How do you differentiate the likelihood function for the uniform distribution in finding the M.L.E.?

Question

There is a classic problem:

Suppose that $X_1,\ldots,X_n$ form an i.i.d. sample from a uniform distribution on the interval $(0,\theta)$, where $\theta>0$ is unknown. I would like to find the MLE of $\theta$.
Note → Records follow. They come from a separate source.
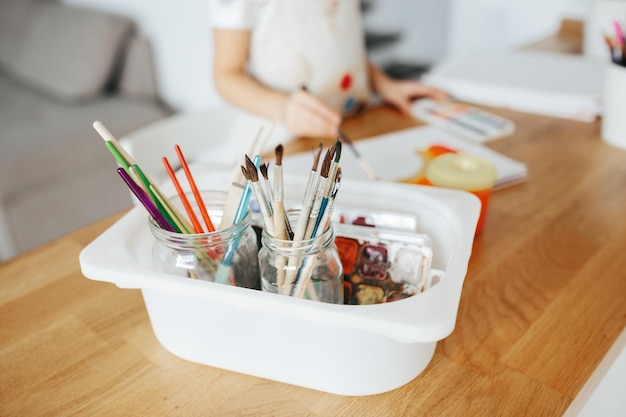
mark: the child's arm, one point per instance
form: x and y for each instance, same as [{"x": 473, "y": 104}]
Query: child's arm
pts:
[
  {"x": 300, "y": 112},
  {"x": 400, "y": 93}
]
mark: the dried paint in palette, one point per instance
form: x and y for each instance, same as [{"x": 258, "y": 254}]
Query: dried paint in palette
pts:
[{"x": 382, "y": 265}]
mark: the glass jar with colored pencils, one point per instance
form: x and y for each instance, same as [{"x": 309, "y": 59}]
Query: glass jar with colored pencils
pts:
[{"x": 227, "y": 255}]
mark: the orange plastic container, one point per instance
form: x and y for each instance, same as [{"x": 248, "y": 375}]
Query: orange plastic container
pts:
[{"x": 463, "y": 171}]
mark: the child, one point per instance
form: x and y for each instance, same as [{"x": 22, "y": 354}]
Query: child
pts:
[{"x": 301, "y": 64}]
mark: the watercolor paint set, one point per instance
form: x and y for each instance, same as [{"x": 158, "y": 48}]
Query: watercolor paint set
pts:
[
  {"x": 462, "y": 119},
  {"x": 383, "y": 265}
]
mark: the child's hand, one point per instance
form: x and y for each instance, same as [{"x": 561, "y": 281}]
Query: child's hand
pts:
[
  {"x": 400, "y": 93},
  {"x": 305, "y": 115}
]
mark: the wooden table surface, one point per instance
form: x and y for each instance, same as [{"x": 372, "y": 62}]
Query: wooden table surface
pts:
[{"x": 543, "y": 300}]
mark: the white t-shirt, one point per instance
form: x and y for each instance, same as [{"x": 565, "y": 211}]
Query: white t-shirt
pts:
[{"x": 317, "y": 44}]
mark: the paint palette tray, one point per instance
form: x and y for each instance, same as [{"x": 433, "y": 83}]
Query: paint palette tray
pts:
[
  {"x": 299, "y": 341},
  {"x": 383, "y": 265}
]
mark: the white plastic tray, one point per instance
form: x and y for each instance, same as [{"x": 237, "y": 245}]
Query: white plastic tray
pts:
[{"x": 341, "y": 349}]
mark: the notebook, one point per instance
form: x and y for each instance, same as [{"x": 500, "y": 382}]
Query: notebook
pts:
[{"x": 399, "y": 156}]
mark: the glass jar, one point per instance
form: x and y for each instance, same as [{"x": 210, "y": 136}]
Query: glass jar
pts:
[
  {"x": 228, "y": 256},
  {"x": 308, "y": 269}
]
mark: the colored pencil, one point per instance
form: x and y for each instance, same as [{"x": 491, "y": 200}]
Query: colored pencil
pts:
[
  {"x": 183, "y": 198},
  {"x": 194, "y": 189},
  {"x": 145, "y": 200}
]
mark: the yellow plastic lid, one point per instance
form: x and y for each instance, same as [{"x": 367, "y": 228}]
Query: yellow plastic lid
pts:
[{"x": 461, "y": 171}]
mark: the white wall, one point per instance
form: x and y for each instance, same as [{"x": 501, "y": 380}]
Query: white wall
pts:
[
  {"x": 494, "y": 24},
  {"x": 182, "y": 45},
  {"x": 182, "y": 40}
]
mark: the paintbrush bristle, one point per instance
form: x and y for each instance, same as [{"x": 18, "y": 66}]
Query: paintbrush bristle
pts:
[
  {"x": 326, "y": 164},
  {"x": 317, "y": 152},
  {"x": 254, "y": 174},
  {"x": 246, "y": 175},
  {"x": 264, "y": 170},
  {"x": 337, "y": 151},
  {"x": 279, "y": 155}
]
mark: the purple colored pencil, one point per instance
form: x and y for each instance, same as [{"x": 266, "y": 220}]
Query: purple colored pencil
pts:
[{"x": 145, "y": 200}]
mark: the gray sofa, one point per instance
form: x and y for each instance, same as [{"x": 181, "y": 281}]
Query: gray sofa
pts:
[{"x": 62, "y": 68}]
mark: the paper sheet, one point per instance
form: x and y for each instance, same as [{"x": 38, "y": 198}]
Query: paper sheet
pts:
[{"x": 395, "y": 156}]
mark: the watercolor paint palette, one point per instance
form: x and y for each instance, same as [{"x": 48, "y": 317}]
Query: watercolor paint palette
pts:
[
  {"x": 383, "y": 265},
  {"x": 242, "y": 330},
  {"x": 467, "y": 121}
]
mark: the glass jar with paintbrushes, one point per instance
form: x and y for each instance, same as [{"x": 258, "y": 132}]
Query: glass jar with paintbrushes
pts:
[{"x": 298, "y": 256}]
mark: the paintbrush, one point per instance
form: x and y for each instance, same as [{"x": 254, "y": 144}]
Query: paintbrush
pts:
[
  {"x": 309, "y": 196},
  {"x": 251, "y": 174},
  {"x": 269, "y": 192},
  {"x": 319, "y": 192},
  {"x": 237, "y": 183},
  {"x": 280, "y": 216},
  {"x": 307, "y": 203},
  {"x": 266, "y": 184},
  {"x": 369, "y": 170}
]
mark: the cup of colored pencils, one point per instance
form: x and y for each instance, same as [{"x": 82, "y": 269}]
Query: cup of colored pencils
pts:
[
  {"x": 298, "y": 256},
  {"x": 189, "y": 244}
]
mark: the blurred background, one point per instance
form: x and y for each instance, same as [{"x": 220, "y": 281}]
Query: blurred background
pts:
[{"x": 404, "y": 36}]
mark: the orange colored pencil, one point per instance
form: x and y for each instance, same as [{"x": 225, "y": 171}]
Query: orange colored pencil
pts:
[
  {"x": 194, "y": 189},
  {"x": 192, "y": 216}
]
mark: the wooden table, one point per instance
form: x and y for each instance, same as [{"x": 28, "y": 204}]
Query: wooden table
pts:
[{"x": 543, "y": 301}]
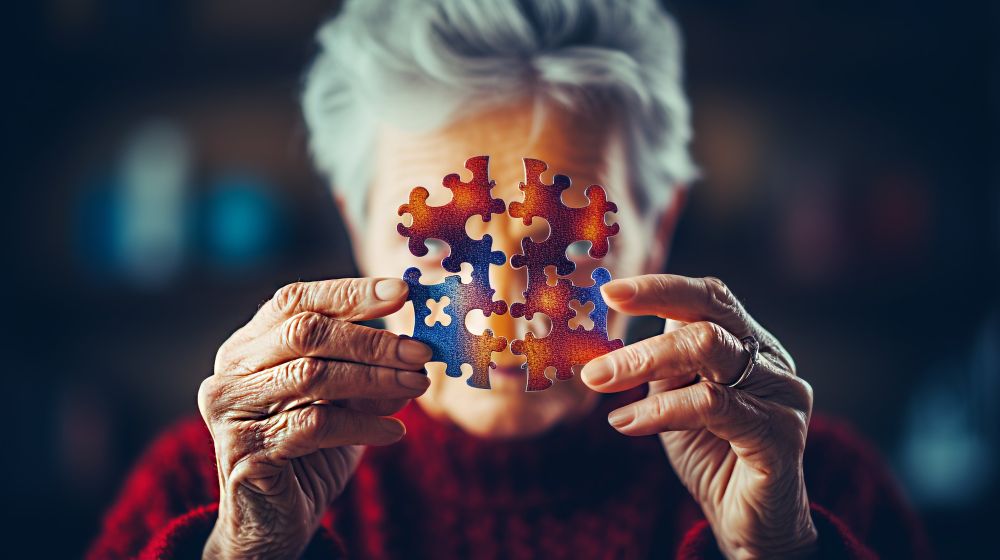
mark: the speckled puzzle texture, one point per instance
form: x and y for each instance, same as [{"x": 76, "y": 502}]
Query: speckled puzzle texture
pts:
[{"x": 562, "y": 347}]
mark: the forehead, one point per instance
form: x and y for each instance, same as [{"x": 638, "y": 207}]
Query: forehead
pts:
[{"x": 586, "y": 147}]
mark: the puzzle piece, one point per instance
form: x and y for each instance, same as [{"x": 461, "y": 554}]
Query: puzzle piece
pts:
[
  {"x": 567, "y": 225},
  {"x": 447, "y": 222},
  {"x": 563, "y": 347},
  {"x": 454, "y": 344}
]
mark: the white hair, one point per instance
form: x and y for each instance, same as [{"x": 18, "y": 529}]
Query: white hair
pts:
[{"x": 415, "y": 62}]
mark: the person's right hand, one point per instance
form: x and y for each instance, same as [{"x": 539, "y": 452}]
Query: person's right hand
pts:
[{"x": 295, "y": 394}]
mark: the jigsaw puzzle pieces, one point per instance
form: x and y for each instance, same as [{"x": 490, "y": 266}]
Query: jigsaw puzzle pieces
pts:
[{"x": 453, "y": 344}]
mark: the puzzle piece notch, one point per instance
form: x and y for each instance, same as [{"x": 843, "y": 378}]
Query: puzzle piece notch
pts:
[
  {"x": 563, "y": 347},
  {"x": 567, "y": 225},
  {"x": 453, "y": 344},
  {"x": 447, "y": 222}
]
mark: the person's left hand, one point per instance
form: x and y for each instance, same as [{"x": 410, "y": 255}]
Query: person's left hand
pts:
[{"x": 737, "y": 450}]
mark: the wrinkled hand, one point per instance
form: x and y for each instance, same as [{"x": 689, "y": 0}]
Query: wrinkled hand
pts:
[
  {"x": 738, "y": 451},
  {"x": 295, "y": 394}
]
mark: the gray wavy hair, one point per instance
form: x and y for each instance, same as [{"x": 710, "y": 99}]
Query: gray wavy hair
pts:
[{"x": 413, "y": 63}]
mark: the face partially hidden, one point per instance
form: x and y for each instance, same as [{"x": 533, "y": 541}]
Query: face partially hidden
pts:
[{"x": 589, "y": 150}]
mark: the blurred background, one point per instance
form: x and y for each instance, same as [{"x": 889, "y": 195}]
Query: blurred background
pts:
[{"x": 159, "y": 190}]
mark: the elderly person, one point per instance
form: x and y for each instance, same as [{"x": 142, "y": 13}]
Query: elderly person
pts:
[{"x": 308, "y": 445}]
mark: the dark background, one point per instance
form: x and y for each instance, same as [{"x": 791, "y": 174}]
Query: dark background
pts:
[{"x": 850, "y": 199}]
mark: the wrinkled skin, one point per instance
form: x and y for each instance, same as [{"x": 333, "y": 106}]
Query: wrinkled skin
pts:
[
  {"x": 295, "y": 394},
  {"x": 738, "y": 451},
  {"x": 298, "y": 389}
]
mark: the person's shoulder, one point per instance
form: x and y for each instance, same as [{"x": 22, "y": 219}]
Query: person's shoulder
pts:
[
  {"x": 183, "y": 452},
  {"x": 833, "y": 441},
  {"x": 839, "y": 464},
  {"x": 186, "y": 436}
]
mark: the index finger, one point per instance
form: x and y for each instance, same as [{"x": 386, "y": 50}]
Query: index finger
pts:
[
  {"x": 345, "y": 299},
  {"x": 670, "y": 296}
]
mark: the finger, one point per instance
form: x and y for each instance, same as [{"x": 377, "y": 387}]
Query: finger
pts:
[
  {"x": 306, "y": 380},
  {"x": 677, "y": 357},
  {"x": 731, "y": 415},
  {"x": 682, "y": 298},
  {"x": 378, "y": 407},
  {"x": 690, "y": 300},
  {"x": 347, "y": 299},
  {"x": 303, "y": 431},
  {"x": 313, "y": 335}
]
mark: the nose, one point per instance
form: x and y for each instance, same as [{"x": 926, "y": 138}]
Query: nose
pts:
[{"x": 508, "y": 282}]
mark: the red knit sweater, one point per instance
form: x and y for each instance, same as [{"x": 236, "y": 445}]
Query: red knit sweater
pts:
[{"x": 581, "y": 491}]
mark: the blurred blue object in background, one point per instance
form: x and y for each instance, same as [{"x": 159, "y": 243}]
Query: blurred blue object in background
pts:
[
  {"x": 947, "y": 453},
  {"x": 134, "y": 221},
  {"x": 241, "y": 220}
]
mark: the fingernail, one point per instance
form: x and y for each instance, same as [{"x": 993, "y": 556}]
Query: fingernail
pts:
[
  {"x": 389, "y": 289},
  {"x": 413, "y": 380},
  {"x": 414, "y": 352},
  {"x": 597, "y": 372},
  {"x": 393, "y": 428},
  {"x": 620, "y": 290},
  {"x": 621, "y": 417}
]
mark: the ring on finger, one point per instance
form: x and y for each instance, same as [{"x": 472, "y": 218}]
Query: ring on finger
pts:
[{"x": 752, "y": 346}]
The pdf of each observation will have the form: $$ f(x\mid\theta) = \begin{cases} 1/\theta\quad&\text{for }\, 0\leq x\leq \theta\\ 0 &\text{otherwise}. \end{cases} $$ The likelihood function therefore has the form: $$ L(\theta) = \begin{cases} 1/\theta^n \quad&\text{for }\; 0\leq x_i \leq \theta\;\; \text{for all }i,\\ 0 &\text{otherwise}. \end{cases} $$ The general solution is usually that the MLE of theta must be a value of $\theta$ for which $\theta \geq x_i$ and which maximizes $1/\theta^n$ among all such values.

The reasoning is that since $1/\theta^n$ is a decreasing function of $\theta$, the estimate will be the smallest possible value of $\theta$ such that $\theta\geq x_i$.

Therefore, the mle of $\theta$, $\hat{\theta}$, is $\max(X_1,\ldots,X_n)$.

Here, I do not understand why we cannot just differentiate the likelihood function with respect to theta and then set it equal to $0$?

Thanks!

Answer 1

The likelihood function can be written as $$ L(\theta)=\frac{1}{\theta^n}\mathbf{1}_{\theta\geq c}, $$ where $c=\max\{x_1,\ldots,x_n\}$. Therefore, $\theta\mapsto L(\theta)$ is not differentiable on the whole of $(0,\infty)$ and hence we cannot solve $L'(\theta)=0$ to look for maxima and minima. (Maxima and minima of a function $f$ have to be found among values of $x$ with either $f'(x)=0$ or $f'(x)$ being undefined)

Note however, that $L$ is differentiable on $(0,\infty)\setminus\{c\}$ and that $L(\theta)=0$ for $\theta\in (0,c)$ and by looking at $L'(\theta)$ on $(c,\infty)$ we see that $L$ is decreasing on $(c,\infty)$. Since $$ L(c)=\frac{1}{c^n}>\frac{1}{\theta^n}=L(\theta),\quad \text{for all }\;\theta>c $$ we see that $L(c)$ is the global maximum.

Answer 2

In addition to Stefan Hansen's great answer (+1), intuitively just think of the following:

1. As you say $L(\theta)$ is a decreasing function so to maximize it $\theta$, $\theta$ has to be such that it is as low as possible

2. Secondly, given your restriction on the observations (the random variables $x_i$'s), can it be smaller than $max(X_i)$? The answer is no

1 and 2 imply that even though you might obtain a value of $\theta$ by differentiating so as to obtain a larger likelihood, respecting the second restriction implies that this value is not reasonable.